The TPSPLINE Procedure

Computational Formulas

Subsections:

Confidence Intervals
Smoothing Parameter

The theoretical foundations for the thin-plate smoothing spline are described in Duchon (1976, 1977) and Meinguet (1979). Further results and applications are given in: Wahba and Wendelberger (1980); Hutchinson and Bischof (1983); Seaman and Hutchinson (1985).

Suppose that $\mathcal{H}_ m$ is a space of functions whose partial derivatives of total order m are in $L_2(E^ d)$ , where $E^ d$ is the domain of $\mb{x}$ .

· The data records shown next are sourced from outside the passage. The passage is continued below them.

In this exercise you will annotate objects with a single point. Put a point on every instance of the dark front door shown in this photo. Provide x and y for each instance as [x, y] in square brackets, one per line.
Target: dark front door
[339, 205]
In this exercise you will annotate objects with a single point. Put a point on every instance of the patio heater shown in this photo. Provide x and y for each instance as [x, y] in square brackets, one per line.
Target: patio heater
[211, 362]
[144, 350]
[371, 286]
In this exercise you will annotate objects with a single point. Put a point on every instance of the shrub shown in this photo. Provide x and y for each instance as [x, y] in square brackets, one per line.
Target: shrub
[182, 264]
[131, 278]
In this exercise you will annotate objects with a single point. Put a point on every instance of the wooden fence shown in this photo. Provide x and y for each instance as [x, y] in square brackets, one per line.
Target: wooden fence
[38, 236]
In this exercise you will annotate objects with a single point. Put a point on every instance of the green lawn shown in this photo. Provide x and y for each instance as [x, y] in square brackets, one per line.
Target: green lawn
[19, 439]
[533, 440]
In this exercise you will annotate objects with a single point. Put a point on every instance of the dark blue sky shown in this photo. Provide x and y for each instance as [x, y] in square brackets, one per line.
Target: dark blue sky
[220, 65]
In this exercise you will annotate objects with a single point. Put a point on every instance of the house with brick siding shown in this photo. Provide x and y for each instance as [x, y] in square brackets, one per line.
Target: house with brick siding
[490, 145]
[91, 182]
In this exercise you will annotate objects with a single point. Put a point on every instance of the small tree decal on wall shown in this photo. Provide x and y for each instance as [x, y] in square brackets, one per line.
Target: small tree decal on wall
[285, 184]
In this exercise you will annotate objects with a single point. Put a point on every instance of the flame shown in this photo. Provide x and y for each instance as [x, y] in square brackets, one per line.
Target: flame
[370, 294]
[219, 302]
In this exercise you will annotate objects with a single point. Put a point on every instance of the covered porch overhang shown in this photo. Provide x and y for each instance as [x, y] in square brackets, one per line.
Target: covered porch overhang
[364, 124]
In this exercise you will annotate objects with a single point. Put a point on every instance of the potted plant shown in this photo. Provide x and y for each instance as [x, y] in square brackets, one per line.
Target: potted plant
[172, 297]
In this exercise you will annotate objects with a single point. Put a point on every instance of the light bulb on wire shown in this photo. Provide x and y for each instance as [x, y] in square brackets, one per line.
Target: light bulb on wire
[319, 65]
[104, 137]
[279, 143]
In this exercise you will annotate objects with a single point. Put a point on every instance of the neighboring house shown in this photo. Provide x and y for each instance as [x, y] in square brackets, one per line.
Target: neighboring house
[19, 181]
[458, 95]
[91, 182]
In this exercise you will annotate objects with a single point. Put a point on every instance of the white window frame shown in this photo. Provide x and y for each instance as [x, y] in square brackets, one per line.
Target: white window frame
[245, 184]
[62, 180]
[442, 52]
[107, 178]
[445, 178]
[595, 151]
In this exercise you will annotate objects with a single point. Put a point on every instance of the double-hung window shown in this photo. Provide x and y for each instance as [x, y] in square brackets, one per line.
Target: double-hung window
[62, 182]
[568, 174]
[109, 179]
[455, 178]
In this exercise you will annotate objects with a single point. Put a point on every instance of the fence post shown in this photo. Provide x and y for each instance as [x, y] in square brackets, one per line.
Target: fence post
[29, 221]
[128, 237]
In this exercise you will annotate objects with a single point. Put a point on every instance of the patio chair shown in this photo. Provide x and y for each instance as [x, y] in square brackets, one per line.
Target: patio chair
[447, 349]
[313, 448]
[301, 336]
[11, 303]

Now, consider the data model

$y_ i = f(\mb{x}_ i)+\epsilon _ i, i=1, \dots , n$

where $f \in \mathcal{H}_ m$ .

Using the notation from the section Penalized Least Squares Estimation, for a fixed $\lambda$ , estimate f by minimizing the penalized least squares function

$\frac{1}{n} \sum ^ n_{i=1}(y_ i-f({\mb{x}}_ i)-{\mb{z}}_ i{\bbeta })^2 + \lambda J_ m(f)$

$\lambda J_ m(f)$ is the penalty term to enforce smoothness on f. There are several ways to define $J_ m(f)$ . For the thin-plate smoothing spline, with $\mb{x}=(x_1,\dots ,x_ d)$ of dimension d, define $J_ m(f)$ as

$J_ m(f)= \int _{-\infty }^{\infty } \cdots \int _{-\infty }^{\infty } \sum \frac{m!}{\alpha _1!\cdots \alpha _ d !} \left( \begin{array}{c} \frac{\partial ^ m f}{\partial {x_1}^{\alpha _1}\cdots \partial {x_ d}^{\alpha _ d}} \end{array}\right)^2 \mr{d}x_1\cdots \mr{d}x_ d$

where $\sum _ i \alpha _ i=m$ . Under this definition, $J_ m(f)$ gives zero penalty to some functions. The space that is spanned by the set of polynomials that contribute zero penalty is called the polynomial space. The dimension of the polynomial space M is a function of dimension d and order m of the smoothing penalty, $M={m+d-1\choose d}$ .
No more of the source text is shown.